To set expectations, I recreated the quickstart using openai's agent sdk and the same model has no problems at all completing the "make a curl clone" prompt.
I guess the question is: how urgent is this problem?
@lapis narwhal suggested trying 32b but I haven't yet - did you try it by any chance?
Yeah I've mostly tried 32b with dagger, even more customized versions of it from huggingface
fwiw I used qwen 32b a lot on 17-llm.X with success on single-object, so it's still a tool calling complexity issue
hmm interesting
i'm trying to avoid the idea that smaller models will need us to maintain an entirely different scheme 
partly because if that is the answer, we'd really need to justify the existence of the more complex one (e.g. it makes it better at more sophisticated tasks, somehow larger models prefer the more sophisticated scheme, or the more sophisticated scheme saves you a ton in token cost). but maybe they're low ish maintenance once you figure it out
I even got 3b (three) to work with the openai agents sdk, but not consistently
like this part is interesting - it seems to think it called those tools, instead of just making them available
there might be a simple fix for that if so
right now selectTools just replies with "ok" lol
it could either:
- reply with "You now have the %s tool available."

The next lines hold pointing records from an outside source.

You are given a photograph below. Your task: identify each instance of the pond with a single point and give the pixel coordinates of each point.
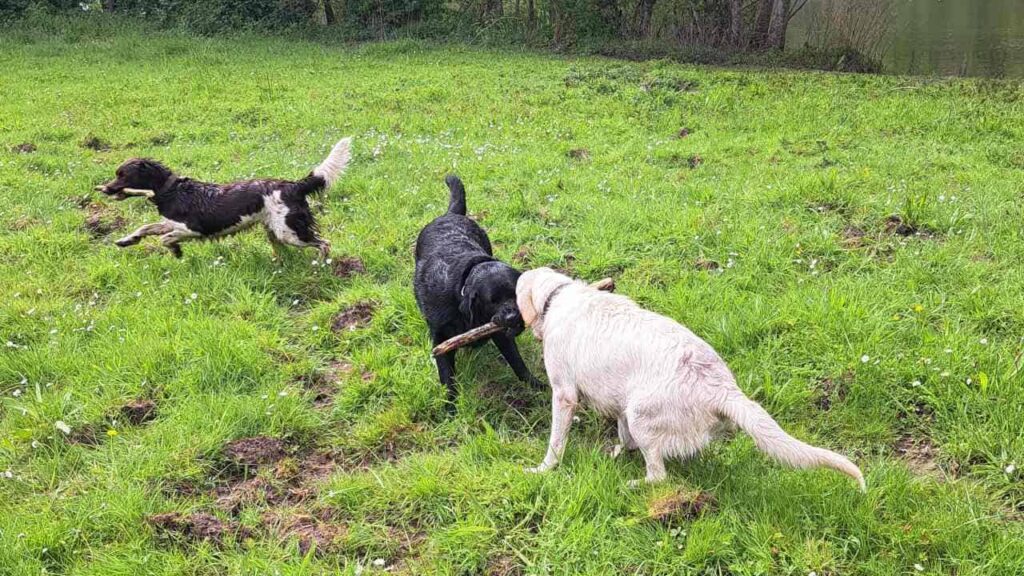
(938, 37)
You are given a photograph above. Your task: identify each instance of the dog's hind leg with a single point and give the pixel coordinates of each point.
(142, 232)
(510, 353)
(626, 441)
(563, 404)
(655, 465)
(274, 244)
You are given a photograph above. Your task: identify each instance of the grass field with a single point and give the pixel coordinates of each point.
(851, 245)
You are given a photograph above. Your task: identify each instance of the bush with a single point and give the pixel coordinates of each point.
(210, 16)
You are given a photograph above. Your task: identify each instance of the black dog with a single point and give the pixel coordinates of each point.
(199, 210)
(460, 285)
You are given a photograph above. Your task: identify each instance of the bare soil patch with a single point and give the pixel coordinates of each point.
(348, 266)
(95, 142)
(197, 527)
(580, 154)
(919, 454)
(354, 317)
(98, 221)
(504, 565)
(138, 411)
(681, 504)
(706, 264)
(320, 531)
(254, 452)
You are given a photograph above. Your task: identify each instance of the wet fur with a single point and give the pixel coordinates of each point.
(198, 210)
(460, 285)
(670, 391)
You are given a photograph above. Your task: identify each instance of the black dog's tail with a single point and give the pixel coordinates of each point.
(457, 199)
(329, 170)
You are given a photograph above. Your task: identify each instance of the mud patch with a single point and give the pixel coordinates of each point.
(250, 492)
(196, 528)
(320, 532)
(680, 505)
(348, 266)
(522, 255)
(504, 565)
(896, 224)
(138, 411)
(254, 452)
(98, 222)
(833, 389)
(95, 142)
(354, 317)
(88, 435)
(706, 264)
(323, 384)
(919, 455)
(852, 237)
(580, 154)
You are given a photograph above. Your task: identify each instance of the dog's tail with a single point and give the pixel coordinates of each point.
(457, 198)
(329, 170)
(772, 440)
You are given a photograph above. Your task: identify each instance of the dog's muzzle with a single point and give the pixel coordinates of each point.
(510, 320)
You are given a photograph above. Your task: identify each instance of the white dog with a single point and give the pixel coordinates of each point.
(670, 391)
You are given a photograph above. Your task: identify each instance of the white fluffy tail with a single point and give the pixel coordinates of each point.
(335, 163)
(772, 440)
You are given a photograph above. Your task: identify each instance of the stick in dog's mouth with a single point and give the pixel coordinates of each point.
(489, 329)
(127, 192)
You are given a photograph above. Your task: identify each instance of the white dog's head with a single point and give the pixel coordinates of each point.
(531, 293)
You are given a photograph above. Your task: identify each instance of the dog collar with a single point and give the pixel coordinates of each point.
(469, 270)
(551, 296)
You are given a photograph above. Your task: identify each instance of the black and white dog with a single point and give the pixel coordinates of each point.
(196, 210)
(460, 285)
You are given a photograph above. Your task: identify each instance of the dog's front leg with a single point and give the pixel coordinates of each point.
(563, 404)
(445, 372)
(172, 240)
(510, 352)
(142, 232)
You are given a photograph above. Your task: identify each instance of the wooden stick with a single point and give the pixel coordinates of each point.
(126, 192)
(489, 329)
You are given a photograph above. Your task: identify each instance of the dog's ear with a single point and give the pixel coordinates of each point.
(524, 296)
(466, 305)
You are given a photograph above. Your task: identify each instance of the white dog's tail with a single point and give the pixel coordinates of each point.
(335, 164)
(772, 440)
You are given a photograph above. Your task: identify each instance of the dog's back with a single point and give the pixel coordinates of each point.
(452, 233)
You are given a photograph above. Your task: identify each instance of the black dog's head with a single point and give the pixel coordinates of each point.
(134, 176)
(488, 295)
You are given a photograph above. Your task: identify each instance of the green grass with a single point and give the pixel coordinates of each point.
(861, 340)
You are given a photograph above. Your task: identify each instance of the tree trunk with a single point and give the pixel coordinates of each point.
(642, 17)
(329, 16)
(759, 38)
(779, 22)
(736, 23)
(611, 15)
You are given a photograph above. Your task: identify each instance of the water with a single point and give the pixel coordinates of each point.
(942, 37)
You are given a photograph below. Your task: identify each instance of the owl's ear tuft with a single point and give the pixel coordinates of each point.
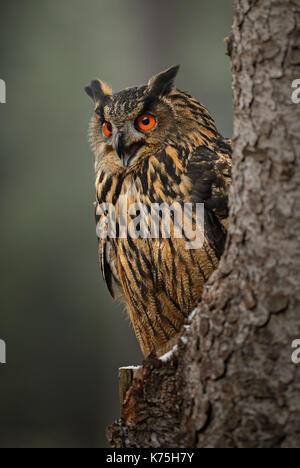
(98, 90)
(162, 83)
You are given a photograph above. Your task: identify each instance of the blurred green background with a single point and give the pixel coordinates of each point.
(65, 337)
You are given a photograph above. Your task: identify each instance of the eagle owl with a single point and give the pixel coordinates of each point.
(157, 144)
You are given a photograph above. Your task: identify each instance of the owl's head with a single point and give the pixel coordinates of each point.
(132, 123)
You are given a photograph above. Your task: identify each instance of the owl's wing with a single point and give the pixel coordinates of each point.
(210, 173)
(104, 252)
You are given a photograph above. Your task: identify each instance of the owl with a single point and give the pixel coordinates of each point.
(154, 145)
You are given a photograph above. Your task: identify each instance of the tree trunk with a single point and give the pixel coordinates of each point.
(231, 381)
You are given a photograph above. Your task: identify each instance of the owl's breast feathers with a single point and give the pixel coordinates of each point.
(160, 280)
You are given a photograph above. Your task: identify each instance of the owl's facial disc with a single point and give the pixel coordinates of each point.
(126, 152)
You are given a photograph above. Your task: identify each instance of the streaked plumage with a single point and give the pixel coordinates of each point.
(182, 158)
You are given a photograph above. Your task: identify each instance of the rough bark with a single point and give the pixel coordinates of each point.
(231, 382)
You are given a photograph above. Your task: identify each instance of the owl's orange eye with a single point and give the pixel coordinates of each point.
(107, 128)
(146, 121)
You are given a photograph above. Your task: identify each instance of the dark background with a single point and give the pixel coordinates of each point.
(65, 337)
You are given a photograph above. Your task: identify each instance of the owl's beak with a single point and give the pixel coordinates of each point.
(119, 145)
(125, 153)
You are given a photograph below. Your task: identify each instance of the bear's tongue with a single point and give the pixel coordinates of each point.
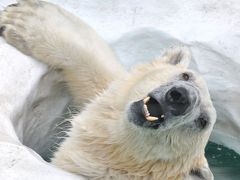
(153, 110)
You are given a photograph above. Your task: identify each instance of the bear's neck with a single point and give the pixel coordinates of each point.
(92, 151)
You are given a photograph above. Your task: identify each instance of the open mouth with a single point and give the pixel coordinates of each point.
(153, 110)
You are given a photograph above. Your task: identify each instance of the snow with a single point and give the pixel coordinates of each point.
(137, 31)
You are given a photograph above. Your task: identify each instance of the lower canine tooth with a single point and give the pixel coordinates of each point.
(151, 118)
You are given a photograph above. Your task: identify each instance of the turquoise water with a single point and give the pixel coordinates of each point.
(224, 163)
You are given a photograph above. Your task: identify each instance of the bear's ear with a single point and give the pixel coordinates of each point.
(177, 55)
(203, 173)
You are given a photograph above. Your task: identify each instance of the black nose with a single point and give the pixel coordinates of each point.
(177, 99)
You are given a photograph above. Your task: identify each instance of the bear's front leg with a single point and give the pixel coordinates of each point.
(61, 40)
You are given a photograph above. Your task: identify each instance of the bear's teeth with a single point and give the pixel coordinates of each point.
(151, 118)
(146, 110)
(146, 99)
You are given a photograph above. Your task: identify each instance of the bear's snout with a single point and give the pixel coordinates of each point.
(178, 100)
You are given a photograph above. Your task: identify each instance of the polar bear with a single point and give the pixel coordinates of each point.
(152, 122)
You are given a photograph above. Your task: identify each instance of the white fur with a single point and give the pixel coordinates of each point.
(103, 144)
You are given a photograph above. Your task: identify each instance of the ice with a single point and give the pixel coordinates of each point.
(137, 31)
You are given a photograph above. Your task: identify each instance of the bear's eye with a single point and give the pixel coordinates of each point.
(185, 76)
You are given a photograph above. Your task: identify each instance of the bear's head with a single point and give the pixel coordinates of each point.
(151, 123)
(167, 110)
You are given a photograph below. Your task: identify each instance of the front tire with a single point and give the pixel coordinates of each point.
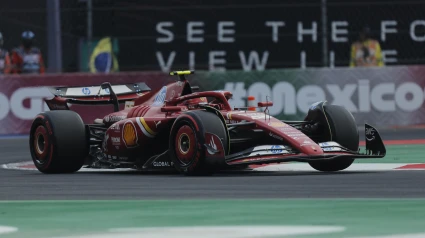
(58, 142)
(187, 140)
(343, 128)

- reply with a list of tool schemas - which might double as a workaround for MCP clients that don't suppport the tools-changed notification (or it's racy etc)
maybe those will help - i'll try 2) first since the secondary effect would be neato (compatibility with more clients)
here's the current version of the prompt I was trying with qwen 32b and the exact quickstart we have today that uses container https://github.com/kpenfound/agents/blob/67d0f355e6191b0392ad98fcca8c83eae4b82c8b/quickstart/prompts/qwen2.5-coder.md?plain=1
and the models I've been trying
hf.co/unsloth/Qwen2.5-Coder-32B-Instruct-128K-GGUF:Q4_K_M
hf.co/unsloth/Qwen2.5-Coder-32B-Instruct-128K-GGUF:Q8_0
qwen2.5-coder:32b
qwen2.5-coder:14b
if you push something like this i'll rebuild and try it
here's the openai version btw https://gist.github.com/kpenfound/c0227e0e308ed3161fcde27e3f289d60
lmk how it goes
...gotta make a zed extension first lol
you shouldn't need to, the mcp configs are hackable
couldn't find it in their docs
{
"context_servers": {
"dagger": {
"command": {
"path": "dagger",
"args": ["mcp", "-m", "~/src/dagger"],
"env": {
"ANTHROPIC_API_KEY": "REDACTED",
"NO_COLOR": "true"
}
},
"settings": {}
},
in your zed config
ah cool - i just told an agent to do it for me and let it rip, since we might want it eventually lol
if it gets stuck ill give that a go instead
Yooooo that did it ๐ https://v3.dagger.cloud/kpenfound/traces/ea99e098ec75c34ca93ade59e1990aeb
This was qwen2.5-coder:14b. It got confused with immutable objects at first but then it got there
HOT DAMN!
Watch full episodes of Brooklyn Nine-Nine on Google Play: http://bit.ly/1qSidLc
Watch full episodes of Brooklyn Nine-Nine on Itunes: http://apple.co/2gsqIjI
Keep up to date with the Nine-Nine and Subscribe: http://bit.ly/2y90XNd
Welcome to the OFFICIAL Brooklyn Nine-Nine YouTube channel. Here you'll find the best moments from Jake, ...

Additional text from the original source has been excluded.